The decline would translate roughly to more than 3.5 million people gaining coverage. The trend accelerated as the March 31 enrollment deadline loomed.
GOP seeks coverage choices in health law they hate
WASHINGTON (AP) — At the prodding of business organizations, House Republicans quietly secured a recent change in President Barack Obama's health law to expand coverage choices, a striking, one-of-a-kind departure from dozens of high-decibel attempts to repeal or dismember it.
Democrats describe the change involving small-business coverage options as a straightforward improvement of the type they are eager to make, and Obama signed it into law. Republicans are loath to agree, given the strong sentiment among the rank and file that the only fix the law deserves is a burial.
Obama tests work policies on federal contractors
WASHINGTON (AP) — Sidestepping Congress, President Barack Obama is using the federal government's vast array of contractors to impose rules on wages, pay disparities and hiring on a segment of the private sector that gets taxpayer money and falls under his control.
Obama this week plans to issue an order prohibiting federal contractors from retaliating against workers who discuss their pay. He will also direct the Labor Department to issue new rules requiring federal contractors to provide compensation data that includes a breakdown by race and gender.
Cement makers Holcim, Lafarge create Swiss merger
GENEVA (AP) — Two of the world's largest suppliers of building materials announced plans for a "merger of equals" Monday that would create an industry giant with a combined 32 billion euros ($44 billion) in annual revenues.

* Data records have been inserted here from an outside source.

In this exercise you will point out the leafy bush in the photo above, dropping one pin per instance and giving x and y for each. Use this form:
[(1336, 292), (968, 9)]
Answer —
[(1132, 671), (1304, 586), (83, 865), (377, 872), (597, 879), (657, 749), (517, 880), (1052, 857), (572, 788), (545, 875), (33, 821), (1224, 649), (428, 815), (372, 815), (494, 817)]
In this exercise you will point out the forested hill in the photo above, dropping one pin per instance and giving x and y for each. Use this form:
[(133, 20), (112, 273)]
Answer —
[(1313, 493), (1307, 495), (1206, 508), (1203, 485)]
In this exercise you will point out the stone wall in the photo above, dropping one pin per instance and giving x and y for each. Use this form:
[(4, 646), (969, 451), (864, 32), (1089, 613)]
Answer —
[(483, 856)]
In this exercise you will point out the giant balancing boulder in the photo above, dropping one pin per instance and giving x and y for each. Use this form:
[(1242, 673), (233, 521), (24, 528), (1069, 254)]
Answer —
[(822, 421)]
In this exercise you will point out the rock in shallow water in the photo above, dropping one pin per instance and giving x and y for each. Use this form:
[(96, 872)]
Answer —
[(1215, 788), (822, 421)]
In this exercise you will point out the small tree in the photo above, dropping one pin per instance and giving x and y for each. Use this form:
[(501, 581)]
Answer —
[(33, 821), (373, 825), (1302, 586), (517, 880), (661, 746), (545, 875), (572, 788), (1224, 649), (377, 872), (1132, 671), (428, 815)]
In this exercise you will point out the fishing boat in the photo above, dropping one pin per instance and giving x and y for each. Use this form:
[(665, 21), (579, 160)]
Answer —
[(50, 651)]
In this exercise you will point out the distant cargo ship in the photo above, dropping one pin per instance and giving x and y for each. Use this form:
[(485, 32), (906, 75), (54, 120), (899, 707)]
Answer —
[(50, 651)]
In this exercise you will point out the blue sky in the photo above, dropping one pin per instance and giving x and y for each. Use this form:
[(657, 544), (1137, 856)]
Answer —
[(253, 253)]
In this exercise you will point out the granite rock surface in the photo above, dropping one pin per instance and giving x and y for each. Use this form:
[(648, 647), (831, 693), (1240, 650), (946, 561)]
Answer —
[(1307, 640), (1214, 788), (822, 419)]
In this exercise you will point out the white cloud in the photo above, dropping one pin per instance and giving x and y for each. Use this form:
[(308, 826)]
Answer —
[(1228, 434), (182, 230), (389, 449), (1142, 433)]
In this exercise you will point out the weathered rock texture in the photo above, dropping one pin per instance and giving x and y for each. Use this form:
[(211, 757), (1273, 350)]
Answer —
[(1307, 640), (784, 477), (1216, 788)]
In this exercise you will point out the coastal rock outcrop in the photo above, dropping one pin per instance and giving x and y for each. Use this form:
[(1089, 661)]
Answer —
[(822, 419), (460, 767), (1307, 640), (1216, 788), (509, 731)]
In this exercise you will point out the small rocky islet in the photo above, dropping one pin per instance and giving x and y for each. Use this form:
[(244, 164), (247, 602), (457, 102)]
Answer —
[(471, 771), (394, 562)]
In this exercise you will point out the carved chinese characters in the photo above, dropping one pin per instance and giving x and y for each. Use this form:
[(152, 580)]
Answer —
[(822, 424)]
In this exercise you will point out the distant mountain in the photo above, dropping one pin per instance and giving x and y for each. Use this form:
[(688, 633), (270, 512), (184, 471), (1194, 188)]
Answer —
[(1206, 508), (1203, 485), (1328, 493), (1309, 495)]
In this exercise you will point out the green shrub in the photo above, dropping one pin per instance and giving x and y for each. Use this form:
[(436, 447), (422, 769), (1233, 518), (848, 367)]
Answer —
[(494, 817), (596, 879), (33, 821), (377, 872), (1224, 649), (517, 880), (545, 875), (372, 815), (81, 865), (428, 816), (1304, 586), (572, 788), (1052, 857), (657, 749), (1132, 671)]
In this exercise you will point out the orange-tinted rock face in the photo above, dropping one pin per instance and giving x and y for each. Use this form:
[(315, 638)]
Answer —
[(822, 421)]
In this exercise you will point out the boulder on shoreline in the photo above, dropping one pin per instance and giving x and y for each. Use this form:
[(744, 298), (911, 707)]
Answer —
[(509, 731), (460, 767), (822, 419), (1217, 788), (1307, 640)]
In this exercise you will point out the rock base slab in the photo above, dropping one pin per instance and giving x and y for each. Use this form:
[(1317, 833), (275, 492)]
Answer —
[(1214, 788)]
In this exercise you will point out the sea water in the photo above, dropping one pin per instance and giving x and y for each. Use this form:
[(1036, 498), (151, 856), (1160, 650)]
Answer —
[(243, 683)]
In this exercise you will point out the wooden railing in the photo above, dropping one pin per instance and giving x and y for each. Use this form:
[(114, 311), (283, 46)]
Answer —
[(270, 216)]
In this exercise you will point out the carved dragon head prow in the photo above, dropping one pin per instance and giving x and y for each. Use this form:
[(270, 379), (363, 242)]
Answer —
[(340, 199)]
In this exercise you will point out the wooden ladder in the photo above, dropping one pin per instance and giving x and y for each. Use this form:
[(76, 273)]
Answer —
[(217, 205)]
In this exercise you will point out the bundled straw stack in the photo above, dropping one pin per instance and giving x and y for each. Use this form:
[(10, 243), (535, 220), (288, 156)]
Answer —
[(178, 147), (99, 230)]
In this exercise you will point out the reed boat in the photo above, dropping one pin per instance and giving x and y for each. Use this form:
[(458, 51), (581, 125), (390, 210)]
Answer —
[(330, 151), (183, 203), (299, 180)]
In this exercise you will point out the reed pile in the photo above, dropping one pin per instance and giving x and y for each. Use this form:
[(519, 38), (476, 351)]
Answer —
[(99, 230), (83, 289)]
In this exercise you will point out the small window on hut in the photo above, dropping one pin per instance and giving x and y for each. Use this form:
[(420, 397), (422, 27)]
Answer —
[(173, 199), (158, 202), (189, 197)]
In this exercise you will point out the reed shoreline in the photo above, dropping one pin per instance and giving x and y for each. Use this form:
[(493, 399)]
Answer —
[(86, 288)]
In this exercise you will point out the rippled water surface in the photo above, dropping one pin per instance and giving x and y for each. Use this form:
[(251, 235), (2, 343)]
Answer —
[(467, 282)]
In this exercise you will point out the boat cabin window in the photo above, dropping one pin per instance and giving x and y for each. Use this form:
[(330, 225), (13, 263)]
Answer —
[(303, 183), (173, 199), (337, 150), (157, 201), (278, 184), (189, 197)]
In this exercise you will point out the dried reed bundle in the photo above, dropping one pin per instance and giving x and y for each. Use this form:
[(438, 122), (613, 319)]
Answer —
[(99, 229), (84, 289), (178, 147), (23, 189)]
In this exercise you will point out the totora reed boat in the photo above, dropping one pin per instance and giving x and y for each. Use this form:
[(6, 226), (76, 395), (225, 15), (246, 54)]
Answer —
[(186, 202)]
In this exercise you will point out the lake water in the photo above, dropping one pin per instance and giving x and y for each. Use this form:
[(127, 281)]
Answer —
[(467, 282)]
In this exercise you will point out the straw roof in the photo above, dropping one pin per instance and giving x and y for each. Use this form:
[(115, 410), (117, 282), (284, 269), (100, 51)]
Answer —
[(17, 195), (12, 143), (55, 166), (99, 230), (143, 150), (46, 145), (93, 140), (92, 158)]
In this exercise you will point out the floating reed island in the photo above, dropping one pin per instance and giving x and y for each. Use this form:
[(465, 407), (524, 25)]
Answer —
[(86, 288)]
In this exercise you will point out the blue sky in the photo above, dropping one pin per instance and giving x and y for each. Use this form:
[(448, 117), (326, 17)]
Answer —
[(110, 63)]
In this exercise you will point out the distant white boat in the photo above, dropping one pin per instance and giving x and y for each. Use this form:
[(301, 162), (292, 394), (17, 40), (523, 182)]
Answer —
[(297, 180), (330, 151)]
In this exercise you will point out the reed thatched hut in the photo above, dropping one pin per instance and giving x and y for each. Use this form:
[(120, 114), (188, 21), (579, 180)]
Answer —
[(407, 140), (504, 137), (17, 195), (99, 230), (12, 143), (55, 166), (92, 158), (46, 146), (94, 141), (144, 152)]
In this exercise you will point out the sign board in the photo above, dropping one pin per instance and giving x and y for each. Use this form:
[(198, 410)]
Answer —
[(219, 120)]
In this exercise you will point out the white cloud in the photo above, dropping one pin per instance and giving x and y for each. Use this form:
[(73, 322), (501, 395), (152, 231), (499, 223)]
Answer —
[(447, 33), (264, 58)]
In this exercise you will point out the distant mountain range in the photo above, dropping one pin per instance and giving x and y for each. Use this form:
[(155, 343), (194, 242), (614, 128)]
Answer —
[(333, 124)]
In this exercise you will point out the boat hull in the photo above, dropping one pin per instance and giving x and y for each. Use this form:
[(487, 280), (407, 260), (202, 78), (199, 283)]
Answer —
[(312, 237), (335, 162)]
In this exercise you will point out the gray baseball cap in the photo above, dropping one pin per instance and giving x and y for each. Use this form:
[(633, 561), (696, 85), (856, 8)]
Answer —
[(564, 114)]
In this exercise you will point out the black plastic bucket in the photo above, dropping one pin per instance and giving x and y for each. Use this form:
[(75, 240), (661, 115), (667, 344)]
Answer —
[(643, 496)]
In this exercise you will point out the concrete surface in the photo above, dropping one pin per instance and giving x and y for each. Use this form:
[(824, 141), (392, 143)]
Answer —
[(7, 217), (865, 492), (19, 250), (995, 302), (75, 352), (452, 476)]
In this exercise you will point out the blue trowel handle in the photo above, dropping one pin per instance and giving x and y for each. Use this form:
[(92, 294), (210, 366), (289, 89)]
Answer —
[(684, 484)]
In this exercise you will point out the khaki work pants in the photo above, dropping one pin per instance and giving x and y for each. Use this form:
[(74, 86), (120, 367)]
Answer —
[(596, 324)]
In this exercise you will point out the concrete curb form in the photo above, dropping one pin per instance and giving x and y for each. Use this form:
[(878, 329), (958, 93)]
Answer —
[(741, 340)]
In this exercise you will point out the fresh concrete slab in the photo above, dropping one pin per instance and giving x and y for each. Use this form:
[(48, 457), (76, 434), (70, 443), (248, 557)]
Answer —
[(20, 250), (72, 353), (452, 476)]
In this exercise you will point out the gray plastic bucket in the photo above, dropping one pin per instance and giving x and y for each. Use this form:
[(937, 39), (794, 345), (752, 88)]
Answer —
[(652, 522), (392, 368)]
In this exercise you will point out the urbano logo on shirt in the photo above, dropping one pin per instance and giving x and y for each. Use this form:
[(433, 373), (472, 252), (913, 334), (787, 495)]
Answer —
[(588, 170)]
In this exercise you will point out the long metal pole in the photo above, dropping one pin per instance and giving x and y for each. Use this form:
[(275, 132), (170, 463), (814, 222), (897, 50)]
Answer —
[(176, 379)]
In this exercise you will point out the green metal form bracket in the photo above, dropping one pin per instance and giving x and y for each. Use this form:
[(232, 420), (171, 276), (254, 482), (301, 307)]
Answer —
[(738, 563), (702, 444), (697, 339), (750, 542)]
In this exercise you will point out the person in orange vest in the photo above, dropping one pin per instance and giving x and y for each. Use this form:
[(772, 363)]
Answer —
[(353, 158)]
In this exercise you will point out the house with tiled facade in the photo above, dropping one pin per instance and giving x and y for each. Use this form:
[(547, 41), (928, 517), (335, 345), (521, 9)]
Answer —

Swiss-based Holcim and its French counterpart, Lafarge, said the new company would be named LafargeHolcim and be headquartered in Switzerland. They said the merger would create the most advanced group in the building materials industry — the two companies are already global leaders in the supply of cement, crushed stone, sand and gravel.
Mallinckrodt buying Questcor for about $5.6B
ANAHEIM, California (AP) — Mallinckrodt is buying California-based Questcor Pharmaceuticals Inc. for a combination of stock and cash valued at about $5.6 billion that will help to further diversify the Irish company's business.
Mallinckrodt makes a range of specialty pharmaceuticals. Questcor's primary product is H.P. Acthar Gel, which is used in the management of autoimmune and inflammatory conditions. It is approved in the U.S. for treating 19 indications.
By The Associated Press=
The Dow Jones Industrial average dropped 166.84 points, or 1 percent, to 16,245.87. The Standard & Poor's 500 index fell 20.05 points, or 1.1 percent, to close at 1,845.04. The Nasdaq slipped 47.97 points, or 1.2 percent, to 4,079.75.
Benchmark U.S. crude oil for May delivery slipped 70 cents to $100.44 a barrel on the New York Mercantile Exchange.
Brent crude, used to set prices for international varieties of oil, dropped 90 cents to $105.82 a barrel on the ICE Futures exchange in London.
Wholesale gasoline fell 1 cent to $2.93 a gallon.
Natural gas rose 4 cents to $4.48 per 1,000 cubic feet.
Heating oil shed 2 cents to $2.89 a gallon.